En voulant passer en force, le pouvoir socialiste est allé trop loin. La mort de Rémi est la conséquence de l’utilisation des forces de l’ordre à des fins de destruction illégale de la biodiversité. Et ce pour satisfaire aux intérêts privés de quelques céréaliers et à une vision purement utilitariste de la nature. C’est une faute politique ! Ce n’est pas la première faute politique de ce gouvernement, hélas. Mais c’est sans doute la plus dramatique, car il y a eu mort d’homme. Les écologistes luttent pacifiquement partout en France contre les grands et petits projets inutiles, prédateurs de la biodiversité et destructeurs de l’environnement. Ils appellent à leur arrêt immédiat – et rappellent le rôle de protection des personnes par les forces de l’ordre. Écologistes, nous ne nous reconnaissons plus dans l’actuelle majorité, la rupture est consommée ! Nous devons être clairs, EELV ne peut plus rester sur une posture ambiguë.

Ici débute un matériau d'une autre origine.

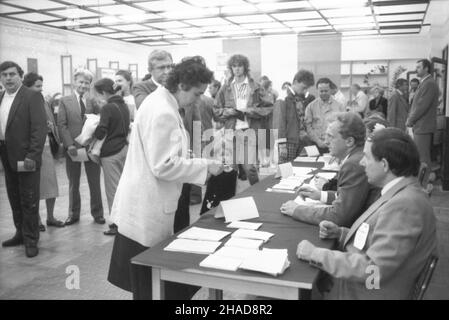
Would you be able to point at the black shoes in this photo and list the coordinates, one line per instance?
(31, 251)
(71, 220)
(99, 220)
(55, 223)
(112, 230)
(17, 240)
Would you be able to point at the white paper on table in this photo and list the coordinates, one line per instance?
(244, 243)
(237, 209)
(252, 234)
(270, 261)
(193, 246)
(327, 175)
(244, 225)
(312, 151)
(219, 262)
(196, 233)
(306, 159)
(81, 156)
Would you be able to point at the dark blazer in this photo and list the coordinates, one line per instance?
(26, 128)
(423, 113)
(380, 105)
(355, 195)
(398, 109)
(142, 89)
(70, 123)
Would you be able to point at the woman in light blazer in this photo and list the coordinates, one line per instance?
(157, 165)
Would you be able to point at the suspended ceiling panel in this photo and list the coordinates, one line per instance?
(175, 21)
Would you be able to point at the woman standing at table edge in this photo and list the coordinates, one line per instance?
(156, 167)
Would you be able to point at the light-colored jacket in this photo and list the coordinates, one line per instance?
(401, 237)
(318, 116)
(155, 169)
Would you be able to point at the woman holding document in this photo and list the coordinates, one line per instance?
(157, 165)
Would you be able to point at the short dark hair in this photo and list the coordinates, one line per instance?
(400, 82)
(11, 64)
(190, 72)
(398, 148)
(325, 81)
(351, 125)
(240, 60)
(304, 76)
(216, 84)
(105, 85)
(426, 64)
(30, 79)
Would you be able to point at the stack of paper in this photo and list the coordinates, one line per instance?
(196, 233)
(244, 225)
(193, 246)
(252, 234)
(270, 261)
(244, 243)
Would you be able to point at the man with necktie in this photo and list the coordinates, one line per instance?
(71, 117)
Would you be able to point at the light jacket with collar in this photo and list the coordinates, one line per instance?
(353, 196)
(423, 112)
(155, 169)
(257, 110)
(401, 238)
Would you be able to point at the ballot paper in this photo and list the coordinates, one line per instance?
(269, 261)
(312, 151)
(306, 159)
(196, 233)
(81, 156)
(193, 246)
(244, 243)
(244, 225)
(326, 175)
(252, 234)
(237, 209)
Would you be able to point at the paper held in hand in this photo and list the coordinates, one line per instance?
(237, 209)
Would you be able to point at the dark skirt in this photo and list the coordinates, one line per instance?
(137, 278)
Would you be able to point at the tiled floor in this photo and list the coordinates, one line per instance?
(84, 246)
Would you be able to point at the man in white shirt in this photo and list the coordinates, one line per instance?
(386, 249)
(23, 129)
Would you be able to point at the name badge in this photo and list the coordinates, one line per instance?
(361, 236)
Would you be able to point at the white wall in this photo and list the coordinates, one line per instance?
(20, 40)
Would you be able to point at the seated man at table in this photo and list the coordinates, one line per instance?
(345, 138)
(385, 250)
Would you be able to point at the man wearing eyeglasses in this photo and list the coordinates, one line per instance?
(160, 63)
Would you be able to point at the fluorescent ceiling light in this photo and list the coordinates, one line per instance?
(119, 9)
(168, 25)
(271, 6)
(306, 23)
(324, 4)
(35, 17)
(251, 19)
(297, 15)
(35, 4)
(245, 8)
(349, 12)
(401, 8)
(355, 20)
(355, 26)
(399, 17)
(208, 22)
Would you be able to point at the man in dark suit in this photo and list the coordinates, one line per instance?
(23, 128)
(345, 138)
(72, 110)
(423, 112)
(160, 63)
(398, 106)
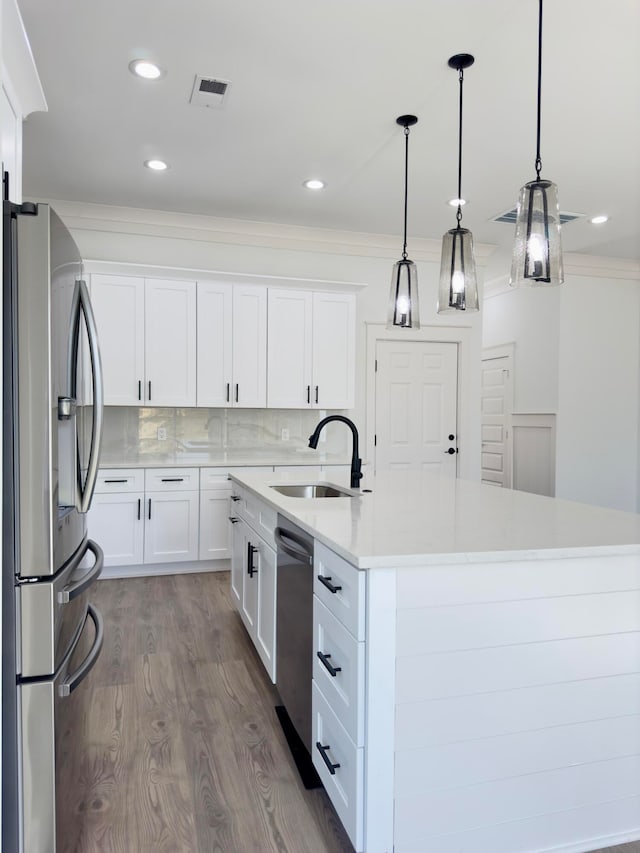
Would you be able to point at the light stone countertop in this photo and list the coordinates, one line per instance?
(414, 518)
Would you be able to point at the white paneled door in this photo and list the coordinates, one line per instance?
(416, 406)
(496, 403)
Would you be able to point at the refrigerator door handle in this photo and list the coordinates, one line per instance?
(72, 681)
(74, 590)
(97, 381)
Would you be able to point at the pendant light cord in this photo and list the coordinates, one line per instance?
(459, 212)
(406, 188)
(538, 159)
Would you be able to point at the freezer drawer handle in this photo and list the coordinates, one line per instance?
(326, 581)
(332, 670)
(72, 681)
(74, 590)
(323, 752)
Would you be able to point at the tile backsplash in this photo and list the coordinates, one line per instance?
(136, 431)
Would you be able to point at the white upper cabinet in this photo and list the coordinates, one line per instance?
(118, 305)
(232, 345)
(170, 342)
(311, 350)
(147, 332)
(289, 349)
(334, 350)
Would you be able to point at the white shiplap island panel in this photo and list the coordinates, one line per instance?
(502, 678)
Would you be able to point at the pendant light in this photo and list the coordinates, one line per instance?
(458, 289)
(403, 299)
(537, 251)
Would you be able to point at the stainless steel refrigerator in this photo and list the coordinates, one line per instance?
(52, 425)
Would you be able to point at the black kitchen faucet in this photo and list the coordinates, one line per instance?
(356, 462)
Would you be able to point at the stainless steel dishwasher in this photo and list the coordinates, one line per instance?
(294, 642)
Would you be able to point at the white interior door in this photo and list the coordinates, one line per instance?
(416, 406)
(497, 404)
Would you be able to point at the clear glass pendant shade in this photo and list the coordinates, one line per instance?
(403, 298)
(537, 251)
(458, 289)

Pour nous, ça suffit ! C’est dans les actes que les écologistes devront assumer cette rupture par un vote contre le projet de loi de finances pour 2015. Nous devons soutenir les projets locaux qui mettent en œuvre la transition écologique et sont respectueux des biens communs.

Les conflits d’intérêts et le saccage d’une zone naturelle que cette affaire met en lumière doivent aussi nous conduire à proposer une rénovation en profondeur de notre démocratie. Nous devons, d’une part, reconsidérer la richesse naturelle et la biodiversité en reconnaissant les services gratuits qu’elles apportent. D’autre part, les conditions d’exercice du débat public doivent être revues afin d’associer réellement les populations aux décisions et d’identifier les conflits d’intérêts (nombreux, dans le cas de Sivens, entre les élus et les entrepreneurs). Ces nouvelles modalités participatives, transformant profondément la démocratie, doivent s’inscrire dans le cadre du débat sur la fin de la croissance et sur une VIe République de plus en plus urgente à construire.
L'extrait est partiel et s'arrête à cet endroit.